File 1イズラエル 『ワンダフル・ワールド』

イズラエルの没後10周年記念盤。
イズの歌声とフル・オーケストラの美しいコラボレーション。

イズラエルの存在を明確に意識したのは、「マカハ・サンズ・オブ・ニイハウ」後のソロ・シンガーとして、日本語が挿入された「天国から雷」(レイ・レコード LEIR-0018)が強烈な印象だった。
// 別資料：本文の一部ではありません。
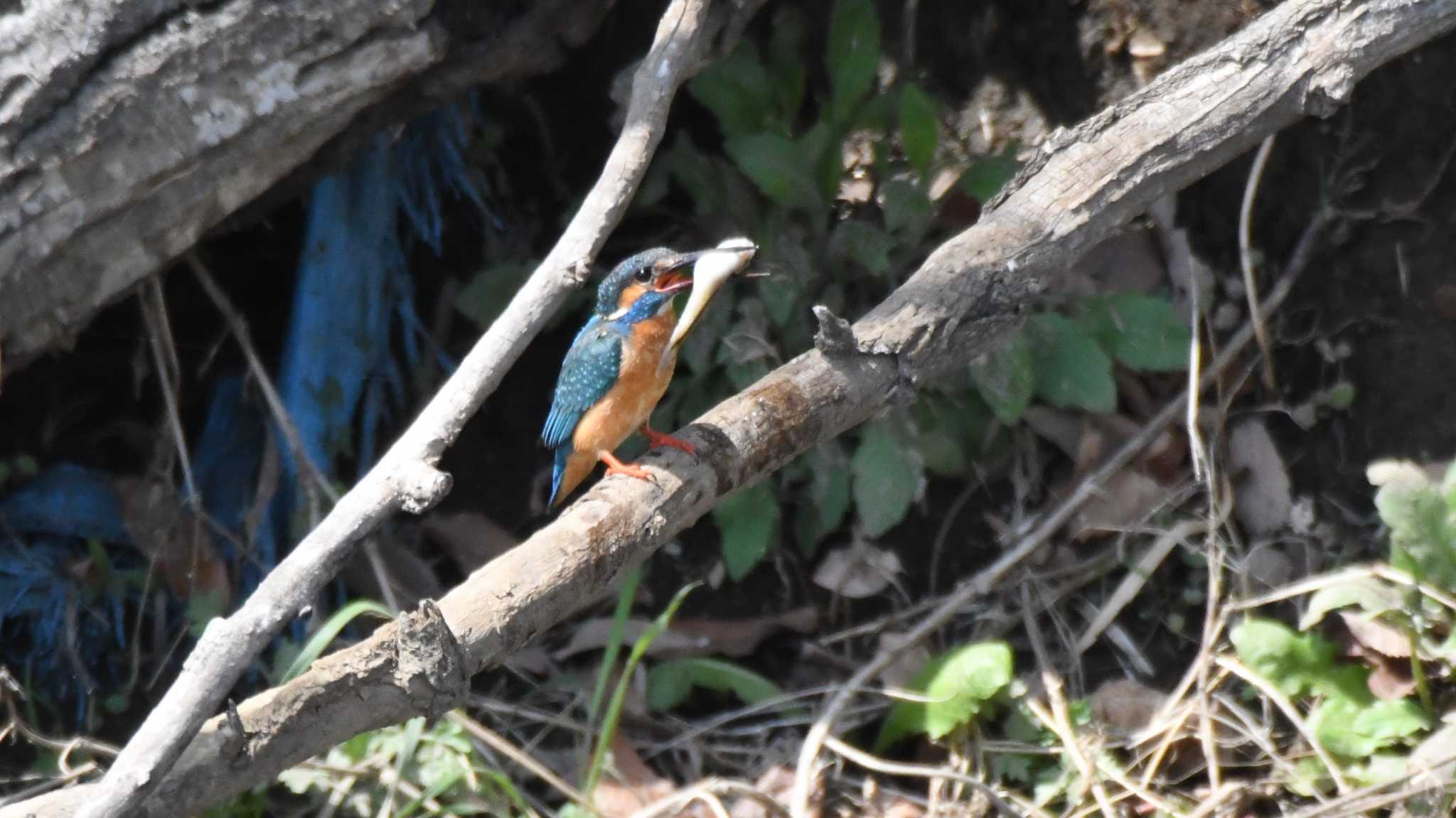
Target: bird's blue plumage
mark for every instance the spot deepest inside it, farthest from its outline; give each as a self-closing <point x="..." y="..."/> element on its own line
<point x="590" y="370"/>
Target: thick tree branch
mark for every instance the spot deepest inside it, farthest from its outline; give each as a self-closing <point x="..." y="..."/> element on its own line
<point x="405" y="478"/>
<point x="132" y="127"/>
<point x="1300" y="57"/>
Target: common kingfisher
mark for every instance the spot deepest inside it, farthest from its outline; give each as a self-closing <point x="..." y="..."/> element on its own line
<point x="621" y="362"/>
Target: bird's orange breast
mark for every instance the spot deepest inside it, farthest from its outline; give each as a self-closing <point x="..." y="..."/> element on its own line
<point x="641" y="383"/>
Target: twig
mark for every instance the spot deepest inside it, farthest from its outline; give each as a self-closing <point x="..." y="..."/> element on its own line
<point x="1251" y="291"/>
<point x="983" y="581"/>
<point x="504" y="747"/>
<point x="156" y="330"/>
<point x="931" y="772"/>
<point x="1138" y="577"/>
<point x="407" y="476"/>
<point x="1288" y="708"/>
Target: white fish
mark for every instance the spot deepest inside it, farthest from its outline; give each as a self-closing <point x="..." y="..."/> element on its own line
<point x="712" y="269"/>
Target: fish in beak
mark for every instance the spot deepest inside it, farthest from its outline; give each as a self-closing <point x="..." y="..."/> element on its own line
<point x="711" y="271"/>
ハワイに長く住む日本人の友人の息子が、その日本語のアドバイスをしたとの事でアルバムをプレゼントされ、その声質と楽曲の魅力に圧倒されたのが始まりだった。その後、彼のアルバムの日本への輸入販売をし、2007年に制作会社マウンテン・アップル社を訪問した際、オーナーのジョン・デ・メロ氏の案内でスタジオに通され、製作中であったこの作品『ワンダフル・ワールド』の音源を聴かせてもらい、ハワイ地域のみならず、インターナショナルなマーケットを目指す姿に、彼の父親である大プロデューサー、ジャック・デ・メロと同様の方向性、そしてある意味でハワイアン音楽業界の悲願とも言える遺伝子を感じたものだ。